No es raro escuchar a alguien
quejarse por el precio de la gasolina, conocer a alguien que reposta de 5 en 5 euros, o
aquel que tiene un app en el móvil que le informa a tiempo real de cuál es la
gasolinera más barata en un radio de 10 km. Después de la entrada de
gasolineras de “marca blanca” como la de Carrefour o Alcampo con grandes
descuentos por compras en sus supermercados y precios bajos, las grandes
gasolineras han ido perdiendo cuota de mercado progresivamente.
A través del periódico el Mundo
conocimos hace unos días la noticia: las dos mayores petroleras españolas,
Cepsa y Repsol han lanzado recientemente una línea de gasolineras low cost, a través de Red Ahorro y Campsa Express.
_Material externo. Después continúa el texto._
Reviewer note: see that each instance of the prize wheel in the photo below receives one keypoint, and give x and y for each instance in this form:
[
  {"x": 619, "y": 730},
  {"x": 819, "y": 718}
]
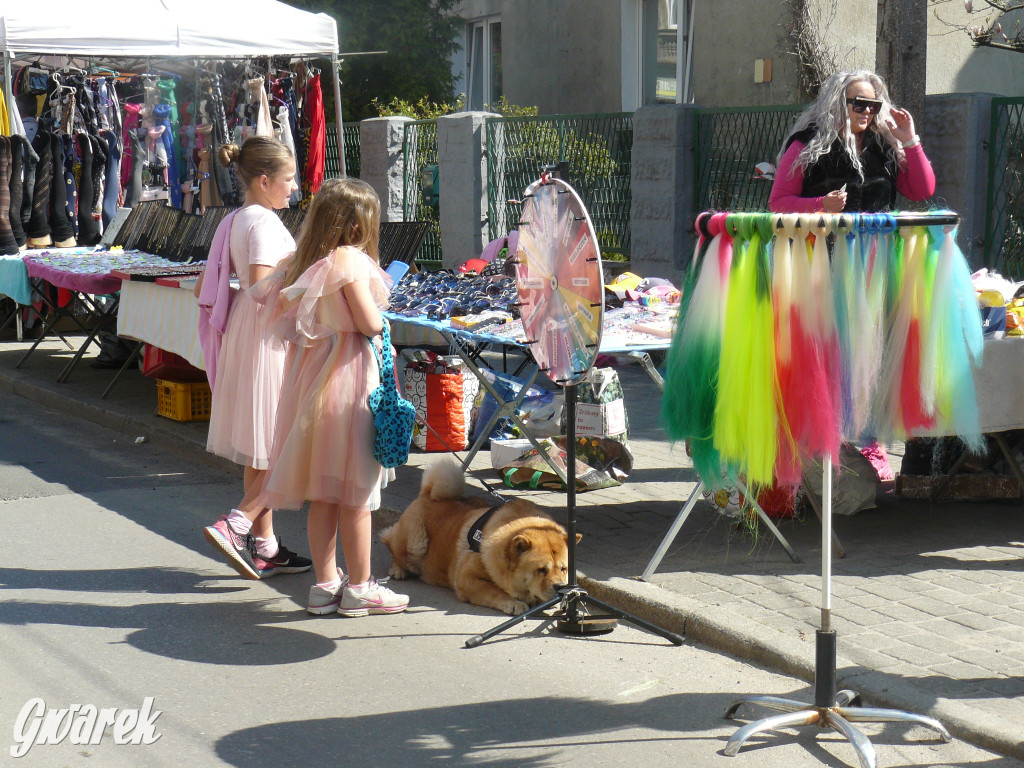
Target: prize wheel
[{"x": 559, "y": 279}]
Lo que se
lleva es el low cost, y es que en inglés todo suena mejor, pero no deja de ser
una línea de bajo coste que las empresas utilizan como estrategia para ofrecer
precios más baratos.
Las gasolineras low price se caracterizan por autoservicio o “self
service”, la forma de pago habitual son lectores de tarjeta de crédito
instalados en el mismo surtidor; los carburantes son de gama básica y sin
aditivos; y no disponen de tienda, aparcamiento ni servicio de lavado.
Hasta aquí todo bien, pero como es lógico, las dos
petrolíferas temían el “efecto
canibalización”. Por ello, Repsol se ha esforzado en separar ambas marcas, y así lo han afirmado: “El sector camina hacia un modelo dual en el que
convivan grandes gasolineras y puntos de suministro básicos. Hay clientes para
todo, y como empresa líder no podemos renunciar a ningún tipo de suministro sin
renunciar al valor de nuestra marca”.